En mai, une coalition d’ONG avait estimé dans un rapport que la RDC pourrait avoir perdu près de 4 milliards de dollars à cause des contrats conclus avec le sulfureux homme d’affaires israélien.
Le ministère américain « s’engage à soutenir les efforts anti-corruption de la République démocratique du Congo en poursuivant ceux qui violent le système politique pour des bénéfices économiques et qui profitent injustement de l’Etat congolais », a expliqué lundi le secrétaire adjoint au Trésor Wally Adeyemo.
Ces sanctions sont les premières d’une série qui doivent intervenir cette semaine où l’ONU célèbre jeudi la Journée internationale contre le corruption et la Journée internationale des droits humains vendredi.
Elles marquent également l’annonce d’une première stratégie gouvernementale qui doit s’attaquer à deux grandes failles des Etats-Unis en matière de blanchiment: les transactions immobilières douteuses et l’utilisation de sociétés écran.
Le président Joe Biden, qui avait dans le passé qualifié la corruption de « cancer » pour les sociétés, a décidé d’une part de durcir la réglementation des transactions immobilières pour éviter qu’elles ne servent à blanchir de l’argent provenant de trafics, de détournement de fonds publics ou de pots-de-vin.
Et d’autre part d’augmenter la transparence financière en identifiant mieux qui se cache derrière les sociétés écran.
« Les Etats-Unis étant la première économie mondiale, nous sommes conscients d’avoir une responsabilité particulière dans la correction de nos propres insuffisances », explique la Maison Blanche.
Cela passe par une meilleure identification des « bénéficiaires effectifs », c’est-à-dire les réels propriétaires d’actifs financiers placés dans des sociétés écran et autres coquilles vides enregistrées sous d’autres noms.
Le Congrès américain a adopté en janvier dernier une loi imposant aux sociétés américaines de déclarer au gouvernement fédéral leurs bénéficiaires effectifs.
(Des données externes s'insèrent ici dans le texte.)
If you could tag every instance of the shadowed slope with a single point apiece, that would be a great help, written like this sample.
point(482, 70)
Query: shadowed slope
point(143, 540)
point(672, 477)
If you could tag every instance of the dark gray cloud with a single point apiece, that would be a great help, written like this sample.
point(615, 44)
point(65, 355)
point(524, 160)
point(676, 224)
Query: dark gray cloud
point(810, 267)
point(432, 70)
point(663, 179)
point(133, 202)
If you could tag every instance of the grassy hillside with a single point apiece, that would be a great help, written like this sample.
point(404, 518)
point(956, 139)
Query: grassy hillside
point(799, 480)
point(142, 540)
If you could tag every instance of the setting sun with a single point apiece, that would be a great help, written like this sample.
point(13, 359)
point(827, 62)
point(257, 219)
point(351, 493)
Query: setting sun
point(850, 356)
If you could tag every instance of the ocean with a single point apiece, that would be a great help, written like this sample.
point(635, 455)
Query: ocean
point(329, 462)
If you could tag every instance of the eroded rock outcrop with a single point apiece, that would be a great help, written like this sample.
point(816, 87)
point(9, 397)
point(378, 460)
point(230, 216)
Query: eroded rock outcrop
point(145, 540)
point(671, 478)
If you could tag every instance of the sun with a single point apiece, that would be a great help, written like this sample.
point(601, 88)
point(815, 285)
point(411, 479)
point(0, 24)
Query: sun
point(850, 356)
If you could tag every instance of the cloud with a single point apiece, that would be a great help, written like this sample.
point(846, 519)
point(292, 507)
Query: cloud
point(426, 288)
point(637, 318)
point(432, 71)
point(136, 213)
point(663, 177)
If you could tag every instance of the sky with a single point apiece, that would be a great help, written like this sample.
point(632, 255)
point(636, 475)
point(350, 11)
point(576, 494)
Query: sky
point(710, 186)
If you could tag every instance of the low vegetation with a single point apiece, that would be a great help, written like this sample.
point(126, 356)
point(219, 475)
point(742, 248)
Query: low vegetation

Il s’agit là d’une rupture pour les Etats-Unis, où la législation en la matière peut être extrêmement souple – par exemple dans des Etats comme le Delaware, fief de Joe Biden.
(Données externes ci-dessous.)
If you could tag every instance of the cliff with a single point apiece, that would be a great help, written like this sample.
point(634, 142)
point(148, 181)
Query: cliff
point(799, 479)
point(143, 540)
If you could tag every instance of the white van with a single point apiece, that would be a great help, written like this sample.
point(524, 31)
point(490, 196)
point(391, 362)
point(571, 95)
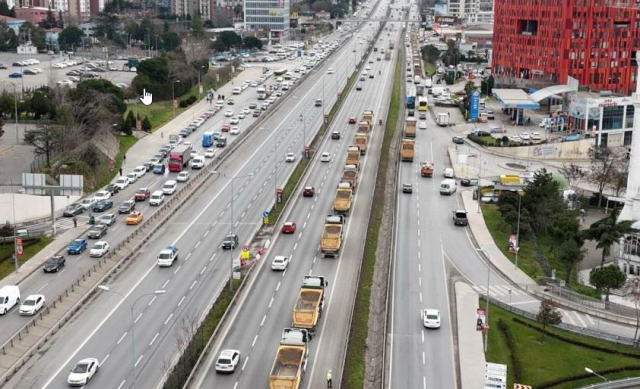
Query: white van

La Maison Blanche veut aussi mieux réguler les transactions immobilières, en particulier quand les paiements se font en liquide. « Le marché immobilier américain continue d’être utilisé comme un moyen de blanchir de l’argent », constate le département du Trésor dans un communiqué.
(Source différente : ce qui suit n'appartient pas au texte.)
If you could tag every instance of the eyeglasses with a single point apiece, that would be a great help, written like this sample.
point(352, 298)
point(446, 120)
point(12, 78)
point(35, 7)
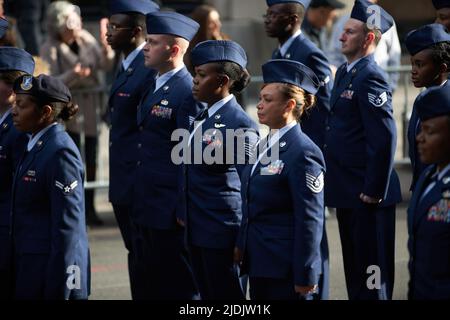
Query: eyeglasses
point(114, 27)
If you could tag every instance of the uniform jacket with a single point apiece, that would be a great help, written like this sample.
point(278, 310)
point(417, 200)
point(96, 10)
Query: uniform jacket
point(126, 92)
point(305, 51)
point(283, 213)
point(213, 199)
point(429, 238)
point(156, 187)
point(49, 228)
point(360, 139)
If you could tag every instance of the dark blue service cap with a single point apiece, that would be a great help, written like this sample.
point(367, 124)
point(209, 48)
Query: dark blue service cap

Dans un rapport publié en août dernier sous le titre « Pourquoi le marché immobilier américain fait rêver les kleptocrates », l’organisation non-gouvernementale Global Financial Integrity (GFI) avait estimé qu’en cinq ans, au moins 2,3 milliards de dollars d’argent sale avaient été blanchis via des transactions immobilières aux Etats-Unis.
« Pourtant les Etats-Unis sont le seul pays du G7 qui n’oblige pas les professionnels de l’immobilier à respecter les lois et règlements anti-blanchiment », avait déploré GFI.